We also demonstrated that no decrease occurred in the activity of the chemotherapy (Cassidy 2006b). Oncologists worry about an agent being used to prevent toxicity affecting activity. In the first trial, we definitely convinced ourselves that was not the case. Xaliproden is an unfinished story, and the next trial should provide a definitive answer to the question about neuropathy. It’s a bigger trial being conducted with more detailed neurophysiology.

Track 13

DR LOVE: Can you discuss the new anti-VEGF agent, AZD2171?

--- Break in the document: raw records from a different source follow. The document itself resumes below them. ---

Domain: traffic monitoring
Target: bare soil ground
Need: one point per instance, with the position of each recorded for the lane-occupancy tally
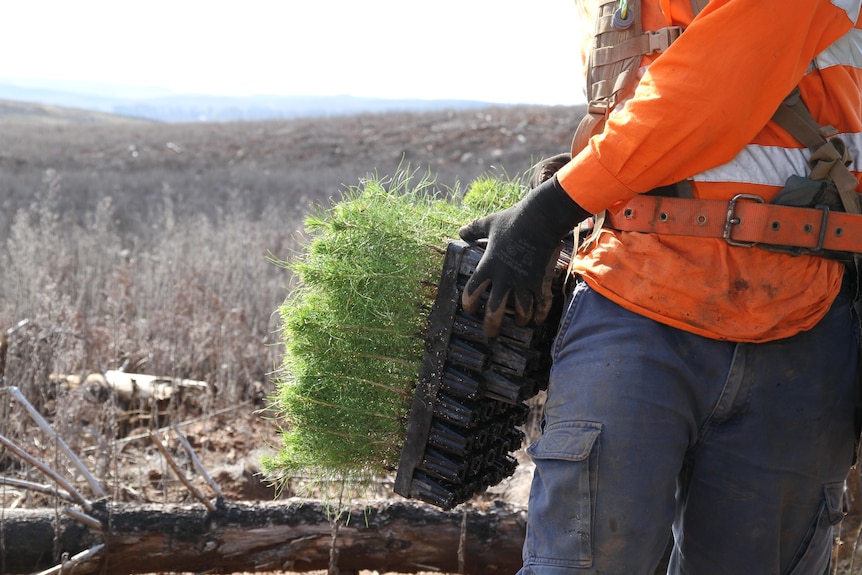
(167, 283)
(141, 246)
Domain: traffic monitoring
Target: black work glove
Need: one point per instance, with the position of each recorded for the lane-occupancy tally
(524, 242)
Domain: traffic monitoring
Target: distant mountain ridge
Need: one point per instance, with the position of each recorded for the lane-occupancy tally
(163, 106)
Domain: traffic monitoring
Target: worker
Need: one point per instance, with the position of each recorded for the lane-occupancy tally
(703, 386)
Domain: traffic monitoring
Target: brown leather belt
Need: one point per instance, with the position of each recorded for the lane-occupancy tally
(746, 220)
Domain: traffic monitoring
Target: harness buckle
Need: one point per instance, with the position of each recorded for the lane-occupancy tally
(731, 219)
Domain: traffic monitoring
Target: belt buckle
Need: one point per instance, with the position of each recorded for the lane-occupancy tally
(731, 219)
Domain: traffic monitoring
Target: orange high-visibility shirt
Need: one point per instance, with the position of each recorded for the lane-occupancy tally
(701, 112)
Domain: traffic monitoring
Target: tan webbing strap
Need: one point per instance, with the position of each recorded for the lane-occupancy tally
(697, 6)
(829, 158)
(605, 79)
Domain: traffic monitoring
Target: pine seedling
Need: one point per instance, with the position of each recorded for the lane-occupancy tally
(353, 325)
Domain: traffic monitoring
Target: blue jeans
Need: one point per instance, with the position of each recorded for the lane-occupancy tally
(740, 449)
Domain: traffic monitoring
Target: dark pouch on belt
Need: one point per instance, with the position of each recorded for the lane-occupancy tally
(802, 192)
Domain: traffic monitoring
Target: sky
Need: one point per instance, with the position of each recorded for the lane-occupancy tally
(497, 51)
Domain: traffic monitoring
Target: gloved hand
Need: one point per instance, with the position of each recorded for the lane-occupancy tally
(524, 242)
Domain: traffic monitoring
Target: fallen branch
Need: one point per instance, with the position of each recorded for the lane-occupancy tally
(294, 535)
(197, 462)
(179, 473)
(46, 427)
(60, 480)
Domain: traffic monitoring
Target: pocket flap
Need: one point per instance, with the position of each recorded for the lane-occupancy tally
(569, 441)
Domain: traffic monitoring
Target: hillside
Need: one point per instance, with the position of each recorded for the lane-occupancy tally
(31, 114)
(269, 165)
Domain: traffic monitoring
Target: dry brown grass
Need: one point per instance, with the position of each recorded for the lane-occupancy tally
(144, 247)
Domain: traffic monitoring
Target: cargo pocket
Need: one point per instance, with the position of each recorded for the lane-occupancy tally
(563, 496)
(816, 551)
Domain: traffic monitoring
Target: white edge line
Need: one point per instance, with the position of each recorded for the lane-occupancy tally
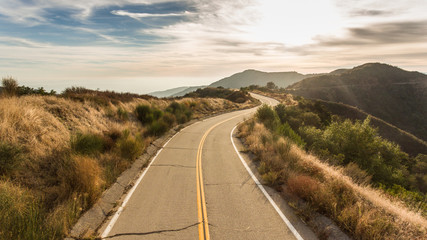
(129, 194)
(257, 182)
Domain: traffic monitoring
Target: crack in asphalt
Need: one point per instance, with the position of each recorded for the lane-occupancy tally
(172, 165)
(180, 148)
(152, 232)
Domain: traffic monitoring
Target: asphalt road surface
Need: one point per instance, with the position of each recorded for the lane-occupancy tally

DR CASSIDY: AZD2171 blocks all three VEGF receptors. It’s a bit different from bevacizumab in that it doesn’t sequester the ligand, but it blocks the receptors. Theoretically, that has advantages, and in preclinical models it does appear to offer some advantages over bevacizumab.

The Horizon trials — which are planned and ongoing — are evaluating AZD2171 with FOLFOX versus FOLFOX with bevacizumab as second-line therapy (Horizon I), and the addition of AZD2171 to FOLFOX or CAPOX as first-line therapy (Horizon II). Further on in the development pipeline are plans to conduct a trial that will be a straight head-to-head comparison of FOLFOX/bevacizumab to FOLFOX/AZD2171 as first-line therapy (Horizon III).

DR LOVE: Can you talk about how it’s administered and what the side effects are?

DR CASSIDY: The side effects are, so far, similar to what has been seen with bevacizumab. Vague side effects like fatigue and problems with hypertension occur — class effects you might expect. I haven’t seen anything in the toxicity profile that makes me see it as significantly different from bevacizumab. It’s an orally administered drug, and it’s administered daily, which is clearly an advantage over bevacizumab for long-term administration.